Exploration of network-based, machine learning, MD simulations, and MM/GBSA approaches revealed luteolin from Gynura procumbens as key inhibitor of MMP9 in NSCLC.

The primary leading reason for cancer death is non-small-cell lung cancer (NSCLC) still up to date globally. Even with today's advanced technology, it has very limited successful treatment options and very low survival rates.
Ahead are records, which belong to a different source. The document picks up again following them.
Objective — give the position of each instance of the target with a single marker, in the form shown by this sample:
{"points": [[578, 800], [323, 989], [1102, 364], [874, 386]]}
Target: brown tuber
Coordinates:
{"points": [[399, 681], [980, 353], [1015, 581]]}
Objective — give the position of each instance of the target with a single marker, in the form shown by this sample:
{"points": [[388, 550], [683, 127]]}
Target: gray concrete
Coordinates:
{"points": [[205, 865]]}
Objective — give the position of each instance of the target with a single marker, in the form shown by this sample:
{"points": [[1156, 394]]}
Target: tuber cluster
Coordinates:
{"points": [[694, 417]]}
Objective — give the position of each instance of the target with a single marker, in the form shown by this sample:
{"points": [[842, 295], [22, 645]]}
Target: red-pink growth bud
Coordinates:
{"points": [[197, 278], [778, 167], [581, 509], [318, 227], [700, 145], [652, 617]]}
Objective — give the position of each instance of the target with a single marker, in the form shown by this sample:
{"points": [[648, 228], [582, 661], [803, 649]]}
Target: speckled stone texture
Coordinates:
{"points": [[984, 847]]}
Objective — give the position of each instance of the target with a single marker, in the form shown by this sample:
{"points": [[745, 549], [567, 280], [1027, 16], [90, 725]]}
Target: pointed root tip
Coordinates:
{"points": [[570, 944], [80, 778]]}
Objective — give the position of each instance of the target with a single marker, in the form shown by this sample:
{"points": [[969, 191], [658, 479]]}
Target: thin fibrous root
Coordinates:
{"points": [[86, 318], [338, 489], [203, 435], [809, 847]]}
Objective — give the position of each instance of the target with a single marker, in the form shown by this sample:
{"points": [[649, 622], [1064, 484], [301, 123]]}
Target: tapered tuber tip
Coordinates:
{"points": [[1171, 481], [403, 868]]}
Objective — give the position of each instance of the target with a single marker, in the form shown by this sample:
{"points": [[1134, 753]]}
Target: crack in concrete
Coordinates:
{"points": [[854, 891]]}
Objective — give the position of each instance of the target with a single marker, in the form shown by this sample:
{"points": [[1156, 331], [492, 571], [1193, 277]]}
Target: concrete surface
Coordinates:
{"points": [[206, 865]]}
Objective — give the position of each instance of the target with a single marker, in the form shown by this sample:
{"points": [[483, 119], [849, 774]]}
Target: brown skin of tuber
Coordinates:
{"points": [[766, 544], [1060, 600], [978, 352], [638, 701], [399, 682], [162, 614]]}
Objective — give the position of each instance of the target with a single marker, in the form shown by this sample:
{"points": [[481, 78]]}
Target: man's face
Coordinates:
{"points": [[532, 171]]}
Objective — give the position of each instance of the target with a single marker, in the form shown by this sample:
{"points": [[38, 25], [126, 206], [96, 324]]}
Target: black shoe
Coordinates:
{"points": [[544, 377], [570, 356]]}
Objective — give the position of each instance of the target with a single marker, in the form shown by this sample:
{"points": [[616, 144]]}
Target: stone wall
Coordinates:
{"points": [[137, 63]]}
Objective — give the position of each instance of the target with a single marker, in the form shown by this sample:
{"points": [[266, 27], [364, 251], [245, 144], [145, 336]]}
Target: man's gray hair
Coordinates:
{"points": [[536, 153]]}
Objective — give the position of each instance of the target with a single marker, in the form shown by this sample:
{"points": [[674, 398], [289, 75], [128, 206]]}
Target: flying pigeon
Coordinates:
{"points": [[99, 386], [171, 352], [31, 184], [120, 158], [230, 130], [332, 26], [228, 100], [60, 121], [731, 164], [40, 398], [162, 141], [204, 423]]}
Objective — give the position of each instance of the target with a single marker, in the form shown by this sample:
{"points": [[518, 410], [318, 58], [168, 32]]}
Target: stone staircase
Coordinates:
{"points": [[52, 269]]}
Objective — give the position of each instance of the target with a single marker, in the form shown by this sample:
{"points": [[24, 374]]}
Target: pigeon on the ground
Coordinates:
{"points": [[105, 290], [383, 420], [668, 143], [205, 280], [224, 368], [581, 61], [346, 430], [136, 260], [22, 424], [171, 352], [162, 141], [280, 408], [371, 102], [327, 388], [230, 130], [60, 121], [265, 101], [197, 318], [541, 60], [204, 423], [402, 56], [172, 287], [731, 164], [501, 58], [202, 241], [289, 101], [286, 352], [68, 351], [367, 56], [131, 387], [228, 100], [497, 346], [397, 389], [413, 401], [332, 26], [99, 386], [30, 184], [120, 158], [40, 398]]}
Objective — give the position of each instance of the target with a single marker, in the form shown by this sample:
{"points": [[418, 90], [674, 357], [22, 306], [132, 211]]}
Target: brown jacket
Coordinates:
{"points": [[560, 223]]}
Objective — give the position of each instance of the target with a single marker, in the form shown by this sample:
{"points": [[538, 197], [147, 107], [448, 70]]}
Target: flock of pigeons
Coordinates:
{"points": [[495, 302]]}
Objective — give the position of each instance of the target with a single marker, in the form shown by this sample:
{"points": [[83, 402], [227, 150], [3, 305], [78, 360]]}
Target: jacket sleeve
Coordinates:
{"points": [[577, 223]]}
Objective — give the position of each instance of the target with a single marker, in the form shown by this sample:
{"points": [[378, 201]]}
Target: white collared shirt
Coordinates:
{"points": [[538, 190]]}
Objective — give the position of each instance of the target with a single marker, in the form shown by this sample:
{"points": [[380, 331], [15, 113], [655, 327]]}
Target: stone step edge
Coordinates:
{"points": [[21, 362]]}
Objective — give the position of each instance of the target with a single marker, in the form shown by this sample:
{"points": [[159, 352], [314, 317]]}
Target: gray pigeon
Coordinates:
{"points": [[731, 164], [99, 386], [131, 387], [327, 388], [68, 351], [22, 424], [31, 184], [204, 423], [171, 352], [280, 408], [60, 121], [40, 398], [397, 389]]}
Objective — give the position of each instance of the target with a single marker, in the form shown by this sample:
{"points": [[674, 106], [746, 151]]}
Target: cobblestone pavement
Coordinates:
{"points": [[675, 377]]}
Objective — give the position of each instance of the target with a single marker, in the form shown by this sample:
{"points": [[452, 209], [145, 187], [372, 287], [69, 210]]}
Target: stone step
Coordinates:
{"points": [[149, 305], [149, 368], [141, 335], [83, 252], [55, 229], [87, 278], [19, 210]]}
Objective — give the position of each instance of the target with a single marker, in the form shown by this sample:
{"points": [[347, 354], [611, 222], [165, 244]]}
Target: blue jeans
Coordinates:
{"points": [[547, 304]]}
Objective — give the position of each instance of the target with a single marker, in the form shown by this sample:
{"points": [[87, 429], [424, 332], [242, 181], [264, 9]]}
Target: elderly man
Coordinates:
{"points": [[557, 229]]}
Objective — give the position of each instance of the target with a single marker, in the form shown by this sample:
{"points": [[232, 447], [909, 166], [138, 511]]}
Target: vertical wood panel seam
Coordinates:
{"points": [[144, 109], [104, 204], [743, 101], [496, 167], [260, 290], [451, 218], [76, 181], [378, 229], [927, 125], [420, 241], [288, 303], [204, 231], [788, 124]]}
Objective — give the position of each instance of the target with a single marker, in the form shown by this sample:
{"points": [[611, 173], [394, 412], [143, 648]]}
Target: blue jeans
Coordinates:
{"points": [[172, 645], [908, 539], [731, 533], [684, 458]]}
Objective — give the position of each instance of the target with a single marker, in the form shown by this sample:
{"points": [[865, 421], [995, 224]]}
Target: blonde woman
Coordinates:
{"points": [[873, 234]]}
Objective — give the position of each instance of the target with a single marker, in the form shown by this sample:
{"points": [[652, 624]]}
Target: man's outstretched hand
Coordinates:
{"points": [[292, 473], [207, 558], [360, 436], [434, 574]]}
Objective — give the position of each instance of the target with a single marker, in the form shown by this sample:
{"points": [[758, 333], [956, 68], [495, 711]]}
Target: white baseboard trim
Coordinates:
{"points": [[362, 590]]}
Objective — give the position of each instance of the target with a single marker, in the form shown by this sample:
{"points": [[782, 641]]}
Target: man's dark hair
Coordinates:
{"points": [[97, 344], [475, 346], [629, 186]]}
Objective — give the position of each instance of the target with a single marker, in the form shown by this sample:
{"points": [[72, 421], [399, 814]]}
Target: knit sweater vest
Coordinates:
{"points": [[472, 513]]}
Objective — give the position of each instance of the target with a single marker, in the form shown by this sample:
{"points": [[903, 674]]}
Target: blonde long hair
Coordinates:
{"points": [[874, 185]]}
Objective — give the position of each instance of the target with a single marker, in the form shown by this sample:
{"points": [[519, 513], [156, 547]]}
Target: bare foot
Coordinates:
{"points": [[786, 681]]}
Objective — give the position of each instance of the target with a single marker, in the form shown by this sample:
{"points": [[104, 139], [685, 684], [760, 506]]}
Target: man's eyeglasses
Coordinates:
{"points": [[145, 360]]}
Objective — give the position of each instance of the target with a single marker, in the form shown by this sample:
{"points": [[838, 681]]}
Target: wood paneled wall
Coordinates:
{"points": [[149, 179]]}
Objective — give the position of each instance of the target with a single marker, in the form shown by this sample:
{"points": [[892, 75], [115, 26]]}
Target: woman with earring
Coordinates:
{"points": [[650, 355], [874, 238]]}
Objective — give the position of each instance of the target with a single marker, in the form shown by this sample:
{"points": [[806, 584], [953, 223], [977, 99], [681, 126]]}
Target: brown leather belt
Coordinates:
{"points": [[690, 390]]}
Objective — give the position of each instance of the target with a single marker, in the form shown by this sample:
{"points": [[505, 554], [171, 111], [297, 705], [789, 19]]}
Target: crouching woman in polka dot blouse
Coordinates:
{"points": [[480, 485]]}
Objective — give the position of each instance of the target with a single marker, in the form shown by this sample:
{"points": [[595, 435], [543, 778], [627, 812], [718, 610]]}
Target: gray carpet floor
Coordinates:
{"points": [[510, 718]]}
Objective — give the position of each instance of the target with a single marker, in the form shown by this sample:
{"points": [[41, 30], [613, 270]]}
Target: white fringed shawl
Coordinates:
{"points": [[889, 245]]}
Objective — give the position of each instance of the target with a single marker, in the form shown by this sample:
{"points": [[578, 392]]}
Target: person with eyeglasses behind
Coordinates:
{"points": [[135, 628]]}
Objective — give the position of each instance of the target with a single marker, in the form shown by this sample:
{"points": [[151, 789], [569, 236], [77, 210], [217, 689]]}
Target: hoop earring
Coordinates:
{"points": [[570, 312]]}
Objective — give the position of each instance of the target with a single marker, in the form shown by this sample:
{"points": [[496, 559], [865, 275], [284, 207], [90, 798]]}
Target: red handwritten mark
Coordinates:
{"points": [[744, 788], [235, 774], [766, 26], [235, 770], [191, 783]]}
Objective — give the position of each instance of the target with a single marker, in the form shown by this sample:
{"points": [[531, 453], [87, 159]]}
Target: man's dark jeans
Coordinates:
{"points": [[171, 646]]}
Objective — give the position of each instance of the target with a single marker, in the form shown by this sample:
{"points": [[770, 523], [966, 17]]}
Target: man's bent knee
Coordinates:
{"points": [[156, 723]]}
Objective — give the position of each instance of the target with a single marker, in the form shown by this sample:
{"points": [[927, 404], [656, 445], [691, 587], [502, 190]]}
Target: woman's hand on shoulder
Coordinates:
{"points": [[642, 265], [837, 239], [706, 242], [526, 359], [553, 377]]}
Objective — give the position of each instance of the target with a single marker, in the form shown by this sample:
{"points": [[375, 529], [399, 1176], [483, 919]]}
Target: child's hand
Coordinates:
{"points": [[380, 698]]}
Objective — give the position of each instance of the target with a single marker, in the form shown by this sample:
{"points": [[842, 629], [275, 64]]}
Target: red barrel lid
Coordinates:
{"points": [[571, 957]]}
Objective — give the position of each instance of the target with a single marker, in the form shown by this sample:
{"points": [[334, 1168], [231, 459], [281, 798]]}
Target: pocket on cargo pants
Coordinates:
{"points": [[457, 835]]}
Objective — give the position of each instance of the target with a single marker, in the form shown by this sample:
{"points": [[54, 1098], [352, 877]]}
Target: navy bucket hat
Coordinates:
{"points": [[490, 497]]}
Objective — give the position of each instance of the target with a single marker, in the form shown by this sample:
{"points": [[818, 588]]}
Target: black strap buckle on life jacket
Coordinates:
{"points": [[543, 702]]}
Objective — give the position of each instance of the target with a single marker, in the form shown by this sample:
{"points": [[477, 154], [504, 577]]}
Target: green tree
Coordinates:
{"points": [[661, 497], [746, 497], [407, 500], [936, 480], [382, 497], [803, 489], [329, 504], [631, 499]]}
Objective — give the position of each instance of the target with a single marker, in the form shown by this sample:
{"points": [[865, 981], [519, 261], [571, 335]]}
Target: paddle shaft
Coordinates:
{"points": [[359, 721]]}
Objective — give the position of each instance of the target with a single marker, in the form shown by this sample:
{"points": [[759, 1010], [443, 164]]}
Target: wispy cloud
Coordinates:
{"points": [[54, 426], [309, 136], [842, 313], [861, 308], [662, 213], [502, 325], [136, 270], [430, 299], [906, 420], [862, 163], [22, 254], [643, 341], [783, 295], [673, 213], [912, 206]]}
The intricate molecular pathogenesis of NSCLC, involving the dysregulation of PI3K-AKT and EGFR biological pathways, requires novel multi-targeted approaches. A medicinal plant rich in phytochemicals, Gynura procumbens, has emerged as a potential candidate to be explored for NSCLC, named Gynura procumbens. This plant has anticancer, antioxidant, and anti-inflammatory properties. To distinguish and discover the computational potential of G. procumbens' therapeutic potential against NSCLC, this study combines traditional network pharmacology (NP) with machine learning and molecular dynamic (MD) simulations. Using drug-likeness and pharmacokinetic properties as screening criteria, 16 lead compounds were identified, including luteolin, vanillic acid, and methyl gallate, with robust safety profiles. A total of 263 overlapping genes were identified after overlap of NSCLC-G. procumbens-related targets. As revealed by functional enrichment analysis, these targets are involved in apoptosis, signal transduction, and PI3K-AKT signaling. Machine learning (ML) identified the top genes as CASP3, MMP9, and SRC. Luteolin was validated as a predicted multi-target agent by showing  strong binding affinities (-7.2, -10.7, and -8.5 kcal/mol) with CASP3, MMP9, and SRC, with stable hydrogen bonds, respectively. MD simulations and MMGBSA validated the docking study results of luteolin with the key MMP9 target, and it was observed that RMSD, RMSF, and a pattern of hydrogen bonds make luteolin a promising agent for further experimental investigation against NSCLC. These findings demonstrate luteolin's ability to disrupt key NSCLC pathways, offering a promising avenue for combating tumor progression and drug resistance. Future experimental validation could establish its role in personalized cancer therapy and address the unmet clinical needs of NSCLC patients.